An der Ecke aber, beim Rudolf Mosse-Haus, kamen ihnen entgegen Güssy und Traute, sehr frisch, sehr wirsch und vertraut, mit roten Backen, in roten und braunen Strickjacketts.

"Ah, Laura! Ah, der Herr Meyer!" riefen sie schon von weitem, "wie geht's? Wie steht's?

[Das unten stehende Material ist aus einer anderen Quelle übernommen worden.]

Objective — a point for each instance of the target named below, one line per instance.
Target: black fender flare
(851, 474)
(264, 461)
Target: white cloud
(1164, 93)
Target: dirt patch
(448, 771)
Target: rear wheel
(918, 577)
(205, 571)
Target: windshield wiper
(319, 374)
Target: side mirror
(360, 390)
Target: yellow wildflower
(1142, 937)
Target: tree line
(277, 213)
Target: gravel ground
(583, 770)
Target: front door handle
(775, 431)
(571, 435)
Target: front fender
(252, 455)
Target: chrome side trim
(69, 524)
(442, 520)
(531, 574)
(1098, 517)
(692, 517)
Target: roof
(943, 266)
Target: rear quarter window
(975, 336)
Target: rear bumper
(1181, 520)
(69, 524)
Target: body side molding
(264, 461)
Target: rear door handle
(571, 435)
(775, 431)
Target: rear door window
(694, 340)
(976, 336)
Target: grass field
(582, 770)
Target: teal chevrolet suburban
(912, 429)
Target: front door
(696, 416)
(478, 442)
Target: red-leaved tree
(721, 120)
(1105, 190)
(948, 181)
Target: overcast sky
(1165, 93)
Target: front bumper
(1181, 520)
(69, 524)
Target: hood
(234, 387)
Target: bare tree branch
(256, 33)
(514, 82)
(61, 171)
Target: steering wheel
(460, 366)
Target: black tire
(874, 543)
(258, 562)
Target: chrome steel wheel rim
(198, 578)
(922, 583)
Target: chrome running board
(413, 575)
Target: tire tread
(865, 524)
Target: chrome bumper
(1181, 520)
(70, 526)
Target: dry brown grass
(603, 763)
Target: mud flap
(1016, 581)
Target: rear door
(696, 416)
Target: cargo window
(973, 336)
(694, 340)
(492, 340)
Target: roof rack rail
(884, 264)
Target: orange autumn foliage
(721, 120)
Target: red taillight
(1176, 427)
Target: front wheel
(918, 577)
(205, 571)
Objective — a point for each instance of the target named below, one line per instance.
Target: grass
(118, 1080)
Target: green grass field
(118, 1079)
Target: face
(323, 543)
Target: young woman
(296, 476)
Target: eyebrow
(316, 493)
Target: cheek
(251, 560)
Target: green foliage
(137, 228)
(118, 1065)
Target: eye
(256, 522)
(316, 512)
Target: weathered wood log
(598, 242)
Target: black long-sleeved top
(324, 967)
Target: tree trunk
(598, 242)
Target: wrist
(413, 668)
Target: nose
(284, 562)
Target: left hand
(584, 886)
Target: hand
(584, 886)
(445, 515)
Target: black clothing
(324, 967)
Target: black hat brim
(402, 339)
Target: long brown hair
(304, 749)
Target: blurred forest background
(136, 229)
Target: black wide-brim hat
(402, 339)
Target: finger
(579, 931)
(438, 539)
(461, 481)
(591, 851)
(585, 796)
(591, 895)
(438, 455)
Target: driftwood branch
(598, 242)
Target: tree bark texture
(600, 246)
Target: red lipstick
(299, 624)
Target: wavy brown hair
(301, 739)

Könnt ihr uns nicht brauchen? Wir haben gehört, ihr macht eine Truppe!"

"Wo denkt ihr hin, eine Truppe!" warf Laura weit weg.

"Keine Spur!" bekräftigte Meyer.

"Fesch seht ihr aus! Geht euch gut, was?"

"Oh", meinte Traute quick und bezüglich, "uns geht es gut", und sie strich sich in der gewohnten Weise den Busen herunter, "wir finden schon, was wir brauchen."

"Na, das ist recht!" meinte Herr Meyer praktisch. Und Fräulein Güssy versuchte, mit schweren Augen sich in ihn versenkend, seine Hand zu erreichen.

"Na, und was macht der Prozeß?"

"Oh", schnalzte Traute, "er wird schon sehen, Flametti, was er angestellt hat! Er wird's schon erfahren! Und sie auch, diese Verbrechergustel! Denen wird man das Handwerk legen!"